-----------------------------------------------------------
	  Description of the LDC verbal analyzer/synthesizer for 
		    spoken Egyptian Colloquial Arabic
	-----------------------------------------------------------

	June, 1997

	Project leader:		   Cynthia McLemore

	Consultation:		   Megumi Kobayashi
				   Sean Crist
				   M. Kaneko

	Transducer programming:	   Zhibiao Wu

  
CONTENTS

	1. Summary abstract
	2. System requirements
	3. About the transducer


-----------------------------------------------------------------------
1. Summary abstract

	The LDC verbal analyzer/synthesizer (transducer) for Japanese
was compiled primarily for support of the project on Large Vocabulary
Conversational Speech Recognition (LVCSR), sponsored by the
U.S. Department of Defense.


-----------------------------------------------------------------------
2. System requirements

The transducer software presented here is intended for use on UNIX
operating systems; it involves the use of the UNIX "make" utility, and
programs compiled from C source code; the source code is available
from the LDC via anonymous ftp:

	ftp://ftp.cis.upenn.edu/pub/ldc/misc_sw/fst-0.3.tar.gz

If you are using a Sun sparc workstation, you can make use of the
compiled program files that have been included here with the
transducer data; the program files are located in the "bin"
directory.  Users of systems other than Sun sparc workstations will
need to obtain and compile the source code distribution mentioned
above.


-----------------------------------------------------------------------
3. About the transducer

	The analyzer/synthesizer is a finite-state transducer.  The
transducer has a finite set of states (arcs) that specify all possible
inflectional forms for every verb found in the transducer.

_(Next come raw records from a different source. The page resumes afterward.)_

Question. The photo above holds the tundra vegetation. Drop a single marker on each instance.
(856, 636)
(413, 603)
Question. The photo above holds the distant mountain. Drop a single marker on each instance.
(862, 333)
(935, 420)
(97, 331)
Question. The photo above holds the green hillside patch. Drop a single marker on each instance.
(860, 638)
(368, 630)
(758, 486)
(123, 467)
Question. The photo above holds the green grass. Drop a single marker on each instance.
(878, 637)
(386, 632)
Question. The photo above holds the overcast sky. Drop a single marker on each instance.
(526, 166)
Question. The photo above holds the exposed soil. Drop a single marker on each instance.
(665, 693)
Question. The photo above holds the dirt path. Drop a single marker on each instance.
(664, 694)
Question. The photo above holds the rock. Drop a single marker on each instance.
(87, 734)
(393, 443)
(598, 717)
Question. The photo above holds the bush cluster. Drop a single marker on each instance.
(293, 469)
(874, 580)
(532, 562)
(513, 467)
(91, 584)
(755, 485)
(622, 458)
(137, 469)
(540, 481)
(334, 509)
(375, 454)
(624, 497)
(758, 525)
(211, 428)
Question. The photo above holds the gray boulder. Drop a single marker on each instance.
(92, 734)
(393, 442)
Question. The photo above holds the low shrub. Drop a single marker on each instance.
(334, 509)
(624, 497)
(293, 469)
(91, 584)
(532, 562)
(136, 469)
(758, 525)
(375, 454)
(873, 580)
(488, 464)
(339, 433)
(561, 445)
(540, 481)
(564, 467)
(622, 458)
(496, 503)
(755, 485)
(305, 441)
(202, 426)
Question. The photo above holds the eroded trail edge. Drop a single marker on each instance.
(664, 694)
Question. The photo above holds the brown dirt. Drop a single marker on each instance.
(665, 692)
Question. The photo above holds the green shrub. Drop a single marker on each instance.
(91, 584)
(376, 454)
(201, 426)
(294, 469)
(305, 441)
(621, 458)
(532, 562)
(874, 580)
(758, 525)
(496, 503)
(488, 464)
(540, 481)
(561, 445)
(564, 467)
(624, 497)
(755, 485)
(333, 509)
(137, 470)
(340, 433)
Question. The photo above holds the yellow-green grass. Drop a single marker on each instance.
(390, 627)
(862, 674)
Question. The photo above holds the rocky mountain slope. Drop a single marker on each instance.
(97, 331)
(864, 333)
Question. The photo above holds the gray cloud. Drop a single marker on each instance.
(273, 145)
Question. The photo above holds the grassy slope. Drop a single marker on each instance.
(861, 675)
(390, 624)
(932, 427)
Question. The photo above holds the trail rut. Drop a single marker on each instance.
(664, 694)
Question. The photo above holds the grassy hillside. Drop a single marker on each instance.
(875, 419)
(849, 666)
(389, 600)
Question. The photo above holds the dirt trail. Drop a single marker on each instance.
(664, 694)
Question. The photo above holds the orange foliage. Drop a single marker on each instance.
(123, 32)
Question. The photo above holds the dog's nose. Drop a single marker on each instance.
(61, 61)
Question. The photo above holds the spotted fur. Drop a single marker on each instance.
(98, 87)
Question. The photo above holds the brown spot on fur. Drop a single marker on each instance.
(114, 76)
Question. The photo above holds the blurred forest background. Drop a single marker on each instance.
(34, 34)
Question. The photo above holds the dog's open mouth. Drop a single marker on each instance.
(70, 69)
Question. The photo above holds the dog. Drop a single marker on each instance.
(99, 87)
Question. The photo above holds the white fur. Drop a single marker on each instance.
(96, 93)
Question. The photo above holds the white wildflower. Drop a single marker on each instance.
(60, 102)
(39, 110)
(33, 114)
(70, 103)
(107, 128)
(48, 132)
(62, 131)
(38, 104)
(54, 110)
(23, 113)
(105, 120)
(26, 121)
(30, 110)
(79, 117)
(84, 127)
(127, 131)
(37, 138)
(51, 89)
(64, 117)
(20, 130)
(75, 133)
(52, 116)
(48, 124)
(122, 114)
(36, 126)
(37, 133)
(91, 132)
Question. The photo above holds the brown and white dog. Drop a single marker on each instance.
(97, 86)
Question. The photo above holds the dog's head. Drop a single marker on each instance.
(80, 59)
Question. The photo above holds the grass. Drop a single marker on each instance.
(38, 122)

	The transducer program requires two input files:

		- Japanese.lmfst
		- Japanese.glfst

The file "Japanese.lmfst" was created manually and specifies all of
the arcs of the inflectional system of Japanese, including both stem
arcs and affixal arcs.

The file "Japanese.glfst" is the result of the arcs in "Japanese.lmfst"
having been read into the transducer.  If any changes are made in
"Japanese.lmfst", then "Japanese.glfst" must be created again.

The file "Makefile" can be used (via the UNIX "make" command) to
create "Japanese.glfst" and "Japanese.words_glfst".

The directory "man" contains UNIX manual-page files that describe the
usage of the two FST programs provided in the "bin" directory.  These
manual pages may be helpful in understanding the following remarks
about the use of the transducer.

You can specify any field as the input field (-i option) and all other
fields as the output field. Currently in Japanese.glfst, the field
numbers are: morphological_tag(0), romaji(1), kanji(2),
hiragana(3). Or you can specify one field as the output (-j option).  

For example, if you want to input romaji and output all other three
fields, you can run the following command:

Lfst_trans -d Japanese.glfst -i 1 -m 

If you want to output kanji only, you can run the following command:

Lfst_trans -d Japanese.glfst -i 1 -j 2 -m